In the winter of 2010, in a dimly lit exhibition at the American Museum of Natural History in New York City, we witnessed an ethnographic diorama that contains a human figure wrapped in a buffalo skin cloak covered in hand-drawn patterns. The figure stands in the corner of the monochrome box, between a display window and walls dappled with artifacts, blocks of text, and drawings of scenes from “Plains Indian life.” We only see the top of the figure’s head. The rest of its body, including its face, is wrapped in the drawn-on cloak. The figure, turning toward the corner, seems to be hiding from our view. That is our gut feeling — we don’t know for sure. In all honesty, we’re quite disconcerted by the scene. And worse, there is a sense of eternal stasis because the figure is a mannequin and nothing ever moves. Our gaze remains unreturned as if we are looking through a two-way mirror, observing, self unseen, shameless and safe, or as if we and the mannequin are completely oblivious to one another. More importantly, we are invited to believe, here in the context of a museum of natural history, that we’re looking backwards into an accurate long-gone past, a time when the actual people, one of whom this mannequin supposedly resembles, were still undisturbed: “wild” and authentic natives. Two young children are looking at the diorama and talking to each other: “Is he dead?” “No, he’s just frozen.”
This short exchange between the two children flies like a punctum out of the image advanced by the museum in service of Western supremacy narratives and cultural power relations. What we witness in the moment the two children talk to each other is how the mannequin becomes talkative too. It provides or even creates various narratives that enable it to manipulate, transform, and even subvert its own thingness and temporality. It is frozen and therefore impervious to the blows death deals normal mortals. Perhaps these mannequins are superheroes with gaze-related powers. If they are frozen, can their gazes freeze too? Is that “freezing” gaze actually just a pulling of our attention insistently yet gently into dialogue with it? Or dare we look at it at all? In one glance, what we are looking at is a painted replica of a plaster cast of an Apache held as a “prisoner of war” in an old colonial Spanish fort in St. Augustine, Florida in the late nineteenth century. But what else can we see in other glances? The figure, the mannequin, the doll, the model, the copy, the imprint, the forgery, the representative — it holds the power to fashion its own readings, beyond the descriptive text that the museum wants it to recite.
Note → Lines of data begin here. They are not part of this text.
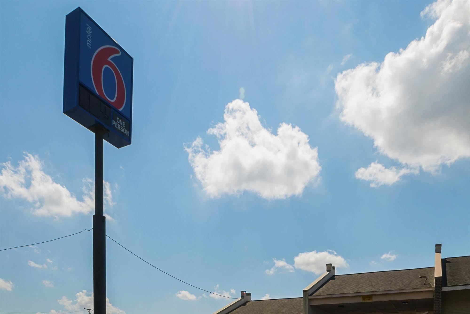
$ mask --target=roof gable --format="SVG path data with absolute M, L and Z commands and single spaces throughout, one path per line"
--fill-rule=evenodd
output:
M 312 295 L 432 288 L 434 267 L 336 275 Z M 422 276 L 420 278 L 420 276 Z

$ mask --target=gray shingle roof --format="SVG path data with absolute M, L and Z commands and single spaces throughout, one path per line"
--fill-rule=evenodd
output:
M 249 301 L 230 314 L 302 314 L 302 298 Z
M 434 267 L 336 275 L 313 295 L 432 288 L 434 276 Z
M 470 256 L 442 259 L 442 285 L 470 284 Z

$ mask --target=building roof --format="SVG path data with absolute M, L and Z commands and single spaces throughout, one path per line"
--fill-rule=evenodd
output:
M 301 298 L 249 301 L 230 314 L 302 314 Z
M 470 284 L 470 256 L 442 259 L 442 285 Z
M 434 276 L 434 267 L 338 275 L 332 276 L 312 295 L 432 288 Z

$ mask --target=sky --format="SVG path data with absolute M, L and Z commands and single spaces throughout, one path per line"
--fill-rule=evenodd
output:
M 470 2 L 0 2 L 0 249 L 92 226 L 94 135 L 62 113 L 65 15 L 134 59 L 106 232 L 211 292 L 470 254 Z M 0 252 L 0 311 L 93 306 L 92 234 Z M 108 313 L 230 299 L 108 240 Z M 85 313 L 85 312 L 84 312 Z

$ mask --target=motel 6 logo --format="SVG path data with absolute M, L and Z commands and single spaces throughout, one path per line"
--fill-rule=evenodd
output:
M 121 72 L 111 59 L 120 55 L 121 51 L 116 47 L 104 46 L 96 50 L 91 59 L 91 78 L 95 90 L 119 111 L 122 110 L 125 104 L 125 86 Z M 106 95 L 103 87 L 103 73 L 106 67 L 112 71 L 116 78 L 116 93 L 112 99 Z

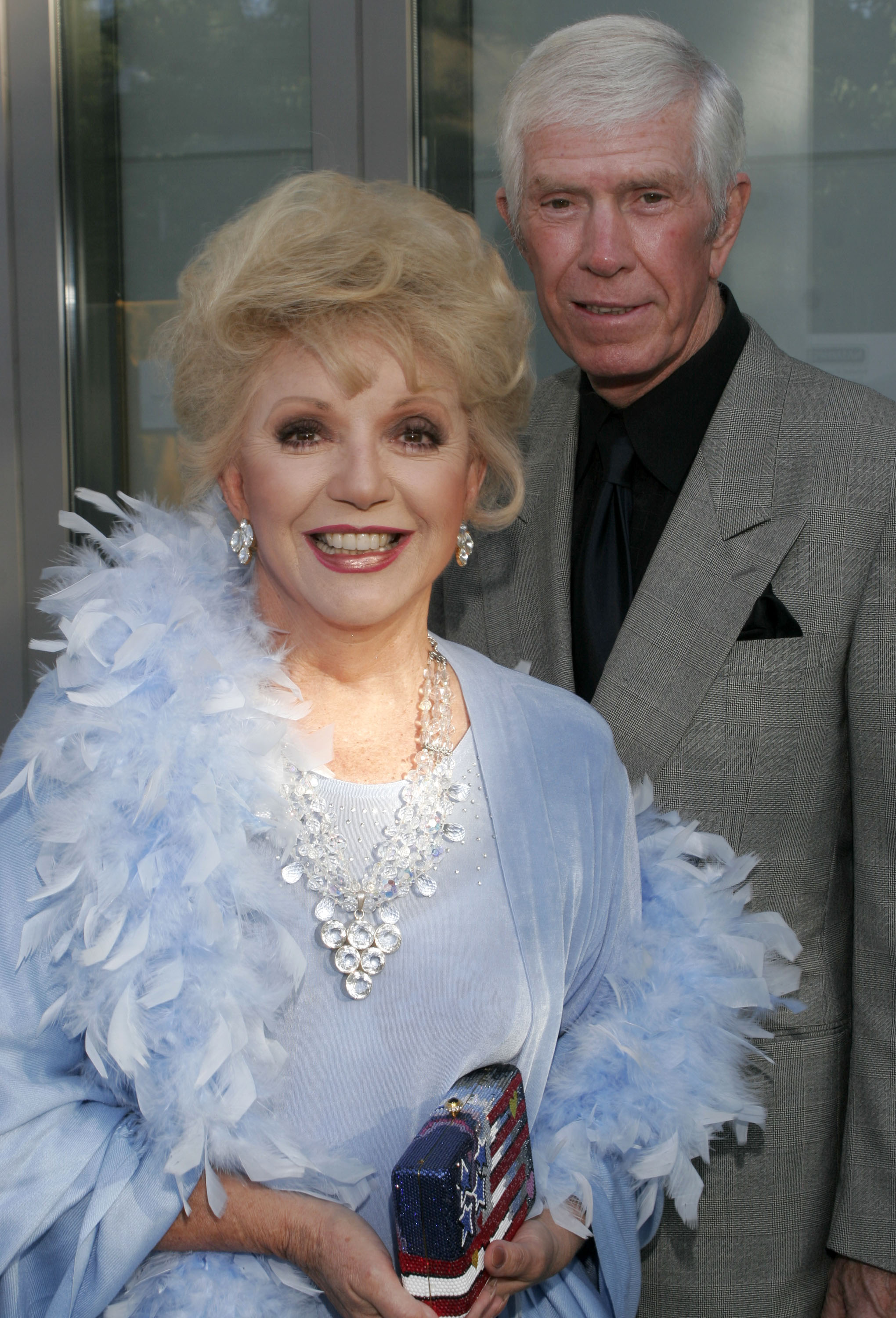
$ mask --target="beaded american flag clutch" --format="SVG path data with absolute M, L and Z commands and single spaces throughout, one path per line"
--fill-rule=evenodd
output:
M 535 1199 L 515 1066 L 457 1081 L 393 1168 L 393 1199 L 405 1288 L 437 1314 L 466 1314 L 488 1281 L 485 1247 L 510 1240 Z

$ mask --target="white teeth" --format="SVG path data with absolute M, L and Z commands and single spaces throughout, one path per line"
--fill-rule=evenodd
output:
M 323 531 L 315 535 L 318 547 L 324 551 L 324 554 L 357 554 L 358 551 L 370 550 L 386 550 L 390 548 L 395 540 L 397 535 L 390 535 L 389 531 Z

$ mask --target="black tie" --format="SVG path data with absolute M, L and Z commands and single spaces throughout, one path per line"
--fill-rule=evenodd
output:
M 597 436 L 603 467 L 582 551 L 573 564 L 573 670 L 576 692 L 590 701 L 634 596 L 631 577 L 631 460 L 621 413 L 610 413 Z

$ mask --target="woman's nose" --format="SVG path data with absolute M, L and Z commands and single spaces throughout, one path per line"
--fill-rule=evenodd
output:
M 337 503 L 360 509 L 389 502 L 393 484 L 383 468 L 378 439 L 349 440 L 340 445 L 327 493 Z

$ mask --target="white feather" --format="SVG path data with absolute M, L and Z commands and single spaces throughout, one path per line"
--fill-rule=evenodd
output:
M 208 1207 L 215 1217 L 223 1218 L 224 1209 L 227 1207 L 227 1191 L 219 1181 L 215 1168 L 208 1161 L 208 1153 L 206 1153 L 206 1197 L 208 1198 Z
M 211 1039 L 208 1040 L 206 1052 L 202 1056 L 202 1064 L 199 1066 L 199 1074 L 196 1075 L 195 1087 L 202 1089 L 202 1086 L 212 1078 L 217 1068 L 224 1065 L 232 1052 L 233 1043 L 231 1040 L 231 1031 L 228 1029 L 227 1021 L 219 1012 Z
M 104 970 L 119 970 L 121 966 L 126 965 L 128 961 L 133 961 L 146 946 L 149 940 L 149 915 L 144 916 L 140 924 L 130 931 L 126 938 L 121 940 L 121 946 L 113 957 L 104 965 Z M 112 1049 L 109 1049 L 112 1052 Z
M 137 999 L 141 1007 L 161 1007 L 165 1002 L 173 1002 L 183 988 L 183 960 L 167 961 L 159 966 L 154 974 L 149 975 L 144 983 L 144 991 Z

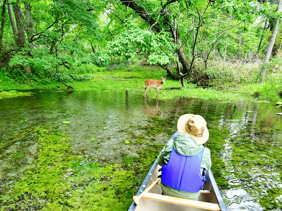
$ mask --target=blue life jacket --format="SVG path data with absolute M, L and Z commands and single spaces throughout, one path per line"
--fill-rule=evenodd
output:
M 162 182 L 166 185 L 178 190 L 196 193 L 202 189 L 205 176 L 200 171 L 203 148 L 193 156 L 179 155 L 172 148 L 168 162 L 163 165 Z M 204 173 L 205 172 L 203 170 Z

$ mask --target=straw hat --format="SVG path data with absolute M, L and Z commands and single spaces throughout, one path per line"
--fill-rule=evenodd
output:
M 177 129 L 180 135 L 190 135 L 198 145 L 205 143 L 209 139 L 207 122 L 200 115 L 186 114 L 178 119 Z

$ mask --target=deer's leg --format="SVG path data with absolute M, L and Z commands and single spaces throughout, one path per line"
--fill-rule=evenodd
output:
M 147 90 L 148 90 L 148 89 L 150 88 L 150 87 L 147 88 L 146 87 L 146 88 L 145 88 L 145 97 L 148 97 L 148 95 L 147 95 Z

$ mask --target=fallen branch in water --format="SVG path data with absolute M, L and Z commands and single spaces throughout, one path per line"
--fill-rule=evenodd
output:
M 17 68 L 20 71 L 20 72 L 22 73 L 22 74 L 23 74 L 23 75 L 24 76 L 25 76 L 25 79 L 26 79 L 27 80 L 27 81 L 28 81 L 28 83 L 30 83 L 30 86 L 33 86 L 32 85 L 32 84 L 30 83 L 30 81 L 29 81 L 29 80 L 28 80 L 28 79 L 27 79 L 27 78 L 26 77 L 25 77 L 25 74 L 24 74 L 23 73 L 23 72 L 22 72 L 22 71 L 20 71 L 20 70 L 17 67 Z
M 114 77 L 113 75 L 113 74 L 112 74 L 112 73 L 111 73 L 111 75 L 112 75 L 112 78 L 115 78 L 115 79 L 117 79 L 118 78 L 118 76 L 120 76 L 120 74 L 118 76 L 117 76 L 117 77 Z
M 66 83 L 65 83 L 63 80 L 61 79 L 60 78 L 60 77 L 59 77 L 59 76 L 58 76 L 58 75 L 54 71 L 54 70 L 52 70 L 52 72 L 53 72 L 55 74 L 55 75 L 56 75 L 56 76 L 58 77 L 58 78 L 59 79 L 59 80 L 60 80 L 60 81 L 61 82 L 62 82 L 62 83 L 63 83 L 63 84 L 66 86 L 68 87 L 68 89 L 68 89 L 70 88 L 71 88 L 72 89 L 74 89 L 73 87 L 72 86 L 71 86 L 70 85 L 68 85 Z
M 206 87 L 206 88 L 209 88 L 210 89 L 211 89 L 212 90 L 212 91 L 213 91 L 214 92 L 215 92 L 216 93 L 217 93 L 217 94 L 219 94 L 219 95 L 220 95 L 220 93 L 219 93 L 217 92 L 216 91 L 215 91 L 215 90 L 214 90 L 214 89 L 212 89 L 212 88 L 211 88 L 210 87 L 209 87 L 208 86 L 197 86 L 197 85 L 196 85 L 196 84 L 193 84 L 192 83 L 191 83 L 191 82 L 189 82 L 189 83 L 190 83 L 191 84 L 193 84 L 193 85 L 195 85 L 195 86 L 196 86 L 197 87 Z

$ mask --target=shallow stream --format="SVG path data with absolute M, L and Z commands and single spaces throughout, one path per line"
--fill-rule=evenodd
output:
M 282 210 L 282 116 L 274 103 L 28 91 L 0 99 L 0 210 L 127 210 L 186 113 L 207 121 L 228 210 Z

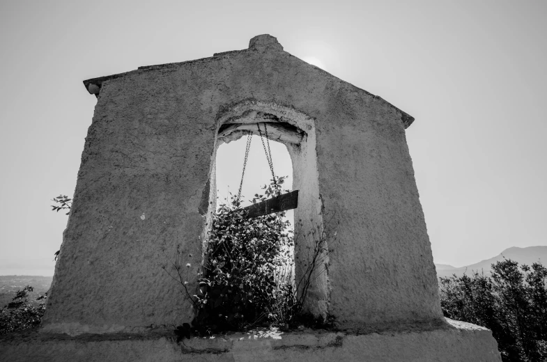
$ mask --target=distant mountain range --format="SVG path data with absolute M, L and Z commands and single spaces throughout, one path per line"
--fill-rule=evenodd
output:
M 547 266 L 547 246 L 528 246 L 527 248 L 518 248 L 514 246 L 504 250 L 500 255 L 482 260 L 470 265 L 456 268 L 446 264 L 436 264 L 437 269 L 437 276 L 447 277 L 456 274 L 461 276 L 463 274 L 470 275 L 472 272 L 481 272 L 484 274 L 490 273 L 491 265 L 495 262 L 503 260 L 504 259 L 511 259 L 521 264 L 532 265 L 538 261 L 541 262 L 544 266 Z
M 446 264 L 436 264 L 437 276 L 447 277 L 456 274 L 461 276 L 463 274 L 470 275 L 474 271 L 484 274 L 490 273 L 490 266 L 497 261 L 503 260 L 504 258 L 511 259 L 518 262 L 519 265 L 532 263 L 540 261 L 544 265 L 547 266 L 547 246 L 529 246 L 527 248 L 517 248 L 516 246 L 504 250 L 500 255 L 482 260 L 479 262 L 467 265 L 465 267 L 455 267 Z M 24 276 L 24 275 L 5 275 L 0 276 L 0 308 L 11 301 L 17 290 L 22 290 L 25 285 L 34 287 L 34 292 L 31 293 L 31 298 L 38 294 L 45 293 L 52 283 L 51 276 Z
M 26 285 L 34 288 L 29 298 L 29 301 L 33 301 L 36 297 L 47 292 L 52 279 L 52 276 L 32 275 L 0 276 L 0 309 L 13 299 L 18 290 L 22 290 Z

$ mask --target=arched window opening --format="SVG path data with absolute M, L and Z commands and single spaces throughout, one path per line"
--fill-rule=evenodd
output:
M 208 226 L 197 323 L 240 329 L 286 324 L 300 312 L 324 317 L 328 249 L 323 245 L 310 272 L 309 253 L 317 244 L 301 233 L 323 227 L 314 120 L 293 109 L 244 102 L 217 121 L 203 195 L 208 207 L 200 211 Z M 284 201 L 288 191 L 294 191 L 294 203 Z M 279 207 L 270 207 L 276 203 Z

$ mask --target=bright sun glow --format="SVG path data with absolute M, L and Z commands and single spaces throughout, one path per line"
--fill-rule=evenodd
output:
M 302 61 L 311 64 L 312 65 L 315 65 L 316 67 L 318 67 L 323 70 L 325 70 L 325 64 L 323 63 L 321 61 L 316 58 L 315 56 L 305 56 L 302 58 Z

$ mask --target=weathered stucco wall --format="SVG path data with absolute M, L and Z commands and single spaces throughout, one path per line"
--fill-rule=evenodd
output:
M 245 102 L 293 108 L 315 122 L 318 196 L 339 222 L 329 289 L 317 301 L 341 326 L 441 317 L 405 139 L 413 120 L 403 112 L 269 36 L 249 49 L 86 84 L 100 93 L 45 332 L 138 331 L 191 319 L 162 266 L 178 248 L 192 288 L 219 120 Z
M 0 360 L 10 362 L 501 362 L 488 329 L 468 323 L 406 331 L 352 333 L 303 330 L 192 338 L 162 334 L 0 336 Z

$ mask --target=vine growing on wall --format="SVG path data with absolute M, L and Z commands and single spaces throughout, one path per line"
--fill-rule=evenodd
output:
M 252 202 L 273 197 L 276 186 L 283 184 L 285 179 L 272 180 Z M 307 262 L 303 263 L 302 276 L 295 281 L 295 239 L 285 212 L 247 218 L 240 206 L 232 195 L 213 216 L 197 290 L 188 289 L 191 276 L 183 252 L 178 252 L 170 267 L 164 268 L 196 311 L 191 323 L 177 328 L 179 340 L 192 333 L 207 335 L 265 324 L 287 329 L 302 316 L 311 281 L 324 272 L 321 266 L 328 255 L 327 242 L 335 239 L 335 233 L 317 227 L 298 233 L 297 237 L 311 239 L 312 242 L 307 244 L 314 246 L 308 248 L 306 255 L 299 255 Z M 296 226 L 302 225 L 299 221 Z

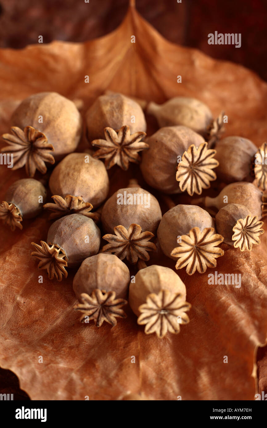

Did we just see it twitch?
What is the difference between seeing and witnessing? According to the author and anthropologist Michael Taussig, witnessing involves bafflement and a strong need to call on the spirits of that which one witnessed — at the very least, the need to catch a memory. While seeing happens at face value, witnessing tries to go deeper, though it might not make it because that which is witnessed always resists recognition and interpretation, drifting deeper into literally unfathomable waters. What we witness, we carry with us like a drawing in our sketchbook, a drawing that is never finished. Drawing a scene one witnessed becomes a way to deal with what one saw, to grapple with it, cope with it, find out what it’s connected to, what’s behind it — and most importantly, to be able to speak to it. By making a drawing, we are making time, time to enter into dialogue — or maybe dispute — with our surroundings. The drawing we make might familiarize us with a strangeness unexpectedly depicted in it. It might also cause that little perpetual shock that occurs within the delay between the translation of one’s surroundings into the drawn image, and the evolution of that image’s reading. The drawing has a bond with what it depicts and can therefore affect the reality depicted.
In Drawing for Witnesses (Are they dead? No, they’re just frozen), Pente and Wheeler create an installation as a starting point for a range of performances interrogating technologies of the ethnographic gaze and display while altering and expanding the installation step by step in the presence of witnesses. During the different activities the installation changes its focus addressing geography, archeology, memory and storytelling by using acts of drawing, poses and gestures, collage-making, tableaux vivantes, imperceptibly slow movement, and other devices.